I have no idea whether or not I’m alone in this, but I really have no idea what the lyrics to most Dinosaur Jr songs are, except for “Freak Scene” and maybe one or two others. I put on Dungen’s “Ta Det Lungt” on to write this post and in anticipation of “Tio Bitar,” out 5/15, and I can sing along to that almost as well as I can to “You’re Living All Over Me,” and Dungen’s Swedish. I know the melodies–when they’re on, they’re catchy as fuck–but exactly how they correspond to Queen’s English, well, I missed that. It turns out that it’s actually worthwhile to look some of them up–the sort-of frightening “Little Fury Things,” the haikuishness of “The Lung,” the awkwardly passive “Raisans,” and the unbearably anguished “Tarpit.” A lot of these songs are pretty awkward, and they gain a lot from being mumbled, but there’s a real tenderness and often a real vulnerability underneath the songs. “I’m waiting, please come back.” “Take my fate.” “I’ll be grazing by your window/ please come pat me on the head.” “I’ll be down, I’ll be around/ I’ll be hanging where eventually you’ll have to be/ I’ll just stare and hope you’ll care.” You really do see the floppy, awkward kid of a thousand articles pleading, hoping that these girls won’t give a shit enough to not leave him, hoping to maybe live the same moments that the narrator of “Hey Joni” will look back on when he begs for time to pause.

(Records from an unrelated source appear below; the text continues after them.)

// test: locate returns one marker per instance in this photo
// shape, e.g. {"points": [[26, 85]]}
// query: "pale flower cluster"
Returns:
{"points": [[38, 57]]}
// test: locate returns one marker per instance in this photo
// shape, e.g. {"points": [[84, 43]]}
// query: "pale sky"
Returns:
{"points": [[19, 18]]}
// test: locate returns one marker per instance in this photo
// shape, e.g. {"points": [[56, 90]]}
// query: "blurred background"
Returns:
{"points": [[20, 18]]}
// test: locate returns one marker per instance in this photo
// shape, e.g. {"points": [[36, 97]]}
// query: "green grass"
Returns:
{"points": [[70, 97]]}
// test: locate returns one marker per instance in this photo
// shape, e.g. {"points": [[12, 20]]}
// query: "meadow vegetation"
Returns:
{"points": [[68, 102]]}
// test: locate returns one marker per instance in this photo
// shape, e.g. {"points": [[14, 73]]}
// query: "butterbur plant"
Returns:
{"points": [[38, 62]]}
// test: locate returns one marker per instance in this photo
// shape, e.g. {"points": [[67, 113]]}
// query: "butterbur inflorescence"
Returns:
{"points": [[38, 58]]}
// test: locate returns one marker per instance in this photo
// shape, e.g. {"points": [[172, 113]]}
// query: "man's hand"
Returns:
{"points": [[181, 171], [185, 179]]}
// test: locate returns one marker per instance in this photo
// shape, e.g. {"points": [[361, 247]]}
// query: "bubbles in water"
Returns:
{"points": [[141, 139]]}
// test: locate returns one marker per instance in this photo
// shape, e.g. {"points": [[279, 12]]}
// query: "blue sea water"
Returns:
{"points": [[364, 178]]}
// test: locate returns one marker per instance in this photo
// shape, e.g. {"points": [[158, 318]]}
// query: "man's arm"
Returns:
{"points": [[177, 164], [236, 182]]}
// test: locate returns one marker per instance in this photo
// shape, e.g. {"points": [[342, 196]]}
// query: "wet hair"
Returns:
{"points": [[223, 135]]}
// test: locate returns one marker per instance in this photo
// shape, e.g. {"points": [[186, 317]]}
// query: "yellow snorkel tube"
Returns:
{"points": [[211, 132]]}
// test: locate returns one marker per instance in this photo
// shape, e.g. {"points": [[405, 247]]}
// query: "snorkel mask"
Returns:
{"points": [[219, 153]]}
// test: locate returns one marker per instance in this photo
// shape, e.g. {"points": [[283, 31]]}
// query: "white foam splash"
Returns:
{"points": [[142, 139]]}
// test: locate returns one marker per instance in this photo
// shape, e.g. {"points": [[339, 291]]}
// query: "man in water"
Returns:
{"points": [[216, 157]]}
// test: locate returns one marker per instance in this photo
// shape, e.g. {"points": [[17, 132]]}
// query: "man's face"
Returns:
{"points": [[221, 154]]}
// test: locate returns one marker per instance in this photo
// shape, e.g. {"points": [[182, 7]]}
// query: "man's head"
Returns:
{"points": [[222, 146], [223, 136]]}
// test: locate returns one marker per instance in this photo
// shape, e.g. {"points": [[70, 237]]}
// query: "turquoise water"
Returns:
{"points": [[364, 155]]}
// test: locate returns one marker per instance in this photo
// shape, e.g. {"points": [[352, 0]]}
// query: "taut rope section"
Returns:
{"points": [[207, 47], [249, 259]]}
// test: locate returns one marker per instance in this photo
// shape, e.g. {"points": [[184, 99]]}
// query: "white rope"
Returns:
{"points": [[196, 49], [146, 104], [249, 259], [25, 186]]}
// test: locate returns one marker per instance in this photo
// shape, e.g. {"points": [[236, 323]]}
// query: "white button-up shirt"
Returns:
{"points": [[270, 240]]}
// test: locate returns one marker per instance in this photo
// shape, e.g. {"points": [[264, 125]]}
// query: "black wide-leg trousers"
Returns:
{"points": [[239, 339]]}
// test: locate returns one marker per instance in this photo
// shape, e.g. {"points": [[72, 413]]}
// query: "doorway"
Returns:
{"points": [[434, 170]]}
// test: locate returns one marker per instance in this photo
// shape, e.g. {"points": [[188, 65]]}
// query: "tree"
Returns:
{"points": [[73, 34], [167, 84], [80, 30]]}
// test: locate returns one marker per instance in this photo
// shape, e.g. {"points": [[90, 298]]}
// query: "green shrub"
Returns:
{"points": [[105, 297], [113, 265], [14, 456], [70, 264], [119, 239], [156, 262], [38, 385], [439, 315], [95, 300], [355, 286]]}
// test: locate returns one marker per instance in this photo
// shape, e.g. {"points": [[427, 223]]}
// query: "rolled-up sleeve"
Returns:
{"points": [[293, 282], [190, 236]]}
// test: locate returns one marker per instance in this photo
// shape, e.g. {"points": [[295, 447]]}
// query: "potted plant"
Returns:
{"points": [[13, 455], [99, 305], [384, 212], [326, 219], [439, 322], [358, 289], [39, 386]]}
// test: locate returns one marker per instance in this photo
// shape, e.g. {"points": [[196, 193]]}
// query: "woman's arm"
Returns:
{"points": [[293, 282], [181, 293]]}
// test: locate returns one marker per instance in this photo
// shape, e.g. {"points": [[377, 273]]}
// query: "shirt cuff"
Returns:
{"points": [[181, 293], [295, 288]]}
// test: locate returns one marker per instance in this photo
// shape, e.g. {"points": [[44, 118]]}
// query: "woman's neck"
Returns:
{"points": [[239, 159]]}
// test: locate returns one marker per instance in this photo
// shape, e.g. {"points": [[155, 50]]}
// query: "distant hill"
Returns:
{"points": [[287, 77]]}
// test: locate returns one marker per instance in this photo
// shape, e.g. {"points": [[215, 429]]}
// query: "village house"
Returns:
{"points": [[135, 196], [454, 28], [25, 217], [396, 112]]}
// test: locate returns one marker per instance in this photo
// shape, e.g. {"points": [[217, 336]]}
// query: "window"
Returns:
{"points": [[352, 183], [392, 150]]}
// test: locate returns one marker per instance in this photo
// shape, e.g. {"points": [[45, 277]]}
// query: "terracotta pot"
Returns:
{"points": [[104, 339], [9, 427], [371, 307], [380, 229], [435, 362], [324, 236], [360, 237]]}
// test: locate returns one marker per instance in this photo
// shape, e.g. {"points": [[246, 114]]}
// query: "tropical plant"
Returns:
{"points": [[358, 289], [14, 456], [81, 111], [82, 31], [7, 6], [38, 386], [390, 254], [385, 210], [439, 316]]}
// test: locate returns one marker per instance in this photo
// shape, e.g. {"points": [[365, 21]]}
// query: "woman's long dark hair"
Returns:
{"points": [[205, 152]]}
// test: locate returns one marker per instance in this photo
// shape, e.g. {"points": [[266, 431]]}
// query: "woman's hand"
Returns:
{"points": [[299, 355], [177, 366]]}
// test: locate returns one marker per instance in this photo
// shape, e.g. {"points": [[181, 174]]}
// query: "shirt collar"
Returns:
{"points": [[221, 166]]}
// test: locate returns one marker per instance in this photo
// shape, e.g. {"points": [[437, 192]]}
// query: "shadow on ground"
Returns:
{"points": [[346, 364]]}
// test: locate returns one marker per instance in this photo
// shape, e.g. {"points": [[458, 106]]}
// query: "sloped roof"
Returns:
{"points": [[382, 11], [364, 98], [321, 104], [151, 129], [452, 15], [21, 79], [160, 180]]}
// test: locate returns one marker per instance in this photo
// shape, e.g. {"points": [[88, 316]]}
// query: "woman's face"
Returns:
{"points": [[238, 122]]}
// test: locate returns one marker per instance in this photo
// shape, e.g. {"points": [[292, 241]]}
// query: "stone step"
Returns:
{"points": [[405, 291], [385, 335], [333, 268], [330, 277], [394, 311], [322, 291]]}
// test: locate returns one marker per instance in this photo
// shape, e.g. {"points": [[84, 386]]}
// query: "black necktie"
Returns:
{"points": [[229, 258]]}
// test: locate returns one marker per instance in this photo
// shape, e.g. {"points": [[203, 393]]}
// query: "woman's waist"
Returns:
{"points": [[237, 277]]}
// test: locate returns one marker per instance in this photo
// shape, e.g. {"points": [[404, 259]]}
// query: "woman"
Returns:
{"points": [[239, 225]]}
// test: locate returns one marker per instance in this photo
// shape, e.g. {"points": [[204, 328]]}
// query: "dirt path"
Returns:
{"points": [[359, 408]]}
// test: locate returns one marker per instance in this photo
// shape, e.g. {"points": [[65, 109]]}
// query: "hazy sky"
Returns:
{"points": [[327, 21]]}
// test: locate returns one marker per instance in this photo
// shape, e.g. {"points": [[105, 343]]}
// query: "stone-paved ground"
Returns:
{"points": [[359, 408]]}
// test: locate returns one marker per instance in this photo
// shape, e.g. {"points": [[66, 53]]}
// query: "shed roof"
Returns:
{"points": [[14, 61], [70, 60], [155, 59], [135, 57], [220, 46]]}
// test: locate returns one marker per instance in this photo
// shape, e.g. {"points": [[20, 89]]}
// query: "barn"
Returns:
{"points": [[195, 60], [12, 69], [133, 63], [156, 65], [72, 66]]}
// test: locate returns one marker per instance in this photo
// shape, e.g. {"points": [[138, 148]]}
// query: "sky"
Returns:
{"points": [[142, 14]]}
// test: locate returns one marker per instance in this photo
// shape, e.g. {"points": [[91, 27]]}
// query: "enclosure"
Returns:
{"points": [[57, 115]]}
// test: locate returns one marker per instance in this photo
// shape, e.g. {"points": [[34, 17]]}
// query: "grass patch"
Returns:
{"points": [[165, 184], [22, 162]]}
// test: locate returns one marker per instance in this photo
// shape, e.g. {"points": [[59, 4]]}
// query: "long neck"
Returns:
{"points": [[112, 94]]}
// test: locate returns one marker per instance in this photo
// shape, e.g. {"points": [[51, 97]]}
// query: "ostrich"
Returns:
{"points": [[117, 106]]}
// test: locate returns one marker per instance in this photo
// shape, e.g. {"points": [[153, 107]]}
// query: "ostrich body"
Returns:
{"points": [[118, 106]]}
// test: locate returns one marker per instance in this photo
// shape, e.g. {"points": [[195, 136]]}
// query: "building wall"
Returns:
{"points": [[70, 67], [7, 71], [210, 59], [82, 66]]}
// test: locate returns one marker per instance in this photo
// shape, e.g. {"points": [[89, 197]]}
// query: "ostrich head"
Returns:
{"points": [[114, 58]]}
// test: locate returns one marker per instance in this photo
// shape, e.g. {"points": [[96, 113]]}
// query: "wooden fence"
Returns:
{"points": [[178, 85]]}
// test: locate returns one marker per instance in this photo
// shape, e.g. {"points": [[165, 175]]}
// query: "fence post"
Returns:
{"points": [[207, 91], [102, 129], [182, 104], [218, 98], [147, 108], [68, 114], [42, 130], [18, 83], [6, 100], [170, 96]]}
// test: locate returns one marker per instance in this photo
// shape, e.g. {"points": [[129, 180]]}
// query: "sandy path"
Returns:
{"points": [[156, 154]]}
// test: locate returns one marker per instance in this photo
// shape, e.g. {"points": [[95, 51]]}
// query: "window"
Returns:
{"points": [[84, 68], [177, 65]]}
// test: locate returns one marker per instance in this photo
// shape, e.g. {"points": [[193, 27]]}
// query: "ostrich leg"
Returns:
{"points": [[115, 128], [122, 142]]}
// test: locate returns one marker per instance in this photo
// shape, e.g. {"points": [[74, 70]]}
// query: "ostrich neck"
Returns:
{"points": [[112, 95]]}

That’s what I hope comes out of “Beyond” – God knows I have no idea what the lyrical content is, I don’t even know most of the riffs yet. I want to see what happens to that kid twenty years down the road, although I don’t want to do so without the context of some good, noisy pop songs that I’m pretty sure J Mascis stopped writing around 1990 until Lou and Murph showed up at his basement or whatever I hope happened. I know he’s “Almost Ready,” that he’s “Been There All The Time,” I guess, and I know that “Beyond” sounds like Dinosaur Jr. Which is about enough for me, of course, but let’s see what’s under the noise, and then maybe even sing along.